In June of 2018 the Supreme Court held in Lucia v. SEC that Administrative Law Judges (ALJs) as of that date were unconstitutional because they had not been appointed by the agency head. Social Security and other agencies cured this defect by having the agency head officially appoint each of the ALJs but this left the problem of cases decided before the new appointments. Social Security has tried to reduce the scope of that problem by arguing that the issue had to have been raised before the ALJ or at least before the Appeals Council.
The first Court of Appeals opinions in one of the post-Lucia Social Security cases was Cirko v. Commissioner, a Third Circuit case, last November. Social Security lost. The Court held that the issue could be raised for the first time on appeal in the U.S. District Court.
We now have three newer opinions from Courts of Appeals. In Carr v. Commissioner, the Tenth Circuit held on June 15, 2020 that the Court could not consider the Lucia issue since it had not been raised administratively. In Davis v. Saul, the Eight Circuit held the same way on June 26, 2020. However, in Ramsey v. Commissioner, the Sixth Circuit held on September 1 that the issue could be considered even though it had not been raised administratively. There are cases pending in other Courts of Appeals as well.
The claimants in the Carr and Davis cases have asked that the Supreme Court review their cases. The Court doesn't have to do so but since there's disagreement among the Circuits, the Court probably will agree to hear the cases.

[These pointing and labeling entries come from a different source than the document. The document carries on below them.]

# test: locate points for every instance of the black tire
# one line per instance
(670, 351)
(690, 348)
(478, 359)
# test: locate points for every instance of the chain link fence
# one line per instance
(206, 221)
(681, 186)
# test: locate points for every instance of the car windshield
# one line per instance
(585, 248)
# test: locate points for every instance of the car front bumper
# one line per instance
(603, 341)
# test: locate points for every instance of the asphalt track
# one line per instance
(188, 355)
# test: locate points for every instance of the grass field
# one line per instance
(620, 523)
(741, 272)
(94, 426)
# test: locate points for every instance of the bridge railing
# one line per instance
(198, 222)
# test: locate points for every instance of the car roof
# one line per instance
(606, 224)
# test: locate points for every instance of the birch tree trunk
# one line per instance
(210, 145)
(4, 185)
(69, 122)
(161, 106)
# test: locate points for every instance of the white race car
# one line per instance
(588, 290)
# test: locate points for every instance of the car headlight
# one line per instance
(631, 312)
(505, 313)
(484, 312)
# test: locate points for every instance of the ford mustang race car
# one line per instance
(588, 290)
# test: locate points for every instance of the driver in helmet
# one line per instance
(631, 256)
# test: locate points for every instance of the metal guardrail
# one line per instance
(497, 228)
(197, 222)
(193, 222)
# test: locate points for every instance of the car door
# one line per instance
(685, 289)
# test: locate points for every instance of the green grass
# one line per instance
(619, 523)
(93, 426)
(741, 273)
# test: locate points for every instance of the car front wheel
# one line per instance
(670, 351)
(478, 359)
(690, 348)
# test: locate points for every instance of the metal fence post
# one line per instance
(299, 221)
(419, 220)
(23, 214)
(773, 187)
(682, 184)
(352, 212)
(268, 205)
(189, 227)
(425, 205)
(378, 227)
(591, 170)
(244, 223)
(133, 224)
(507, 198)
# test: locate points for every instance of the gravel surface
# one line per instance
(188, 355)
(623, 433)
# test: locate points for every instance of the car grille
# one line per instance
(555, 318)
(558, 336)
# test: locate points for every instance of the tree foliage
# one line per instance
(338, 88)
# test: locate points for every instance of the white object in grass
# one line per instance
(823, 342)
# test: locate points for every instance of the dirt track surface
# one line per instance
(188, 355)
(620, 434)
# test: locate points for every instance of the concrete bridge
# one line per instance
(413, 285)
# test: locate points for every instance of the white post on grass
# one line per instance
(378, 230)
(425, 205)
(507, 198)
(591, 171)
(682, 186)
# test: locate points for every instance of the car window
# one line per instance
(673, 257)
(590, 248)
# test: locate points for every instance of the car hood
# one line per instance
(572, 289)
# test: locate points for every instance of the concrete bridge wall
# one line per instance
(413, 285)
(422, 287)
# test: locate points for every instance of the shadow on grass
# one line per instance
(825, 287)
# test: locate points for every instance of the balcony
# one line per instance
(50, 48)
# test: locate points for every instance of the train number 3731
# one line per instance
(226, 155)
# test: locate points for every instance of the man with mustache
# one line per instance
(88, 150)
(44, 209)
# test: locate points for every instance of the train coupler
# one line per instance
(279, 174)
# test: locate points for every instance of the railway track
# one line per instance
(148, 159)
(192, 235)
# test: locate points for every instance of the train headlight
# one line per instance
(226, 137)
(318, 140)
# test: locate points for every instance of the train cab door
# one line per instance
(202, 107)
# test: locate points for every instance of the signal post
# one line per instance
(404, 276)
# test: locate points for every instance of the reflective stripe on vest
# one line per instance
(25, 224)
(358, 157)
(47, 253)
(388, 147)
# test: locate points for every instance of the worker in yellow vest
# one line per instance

Note that a Supreme Court opinion on this issue may have implications for the litigation over the constitutionality of the position of Social Security Commissioner brought about by the Supreme Court opinion in Seila Law v. CFPB. The Social Security Administration is trying very hard to pretend this issue doesn't even exist but it does and it will be litigated. Probably, it's already being litigated. I think it's irresponsible that Andrew Saul is still carrying out the role of Commissioner of Social Security. The attitude that Seila Law doesn't apply to Social Security seems to be based upon the assumption that because Seila Law was only about the Administration's desire to knock down the Consumer Financial Protection Bureau, which they hate, that other agencies that they don't hate (or don't want to admit to hating) won't be affected. That assumes that the majority of the Supreme Court was just as cynical as they are and was only using a constitutional justification to harass an agency that the Court's majority hates as much as they do. That's not a safe assumption. As a lawyer, you may safely assume that your adversary is as cynical as you are but you should never assume that about a Court. Result oriented, maybe, but cynical, no. There is a distinction. But maybe I'm being too harsh. Another possibility is that those involved don't really care what the Supreme Court ultimately does about the Social Security Commissioner position because they expect to be out of office long before the Court can take up the issue. I guess that's just a different form of cynicism, however.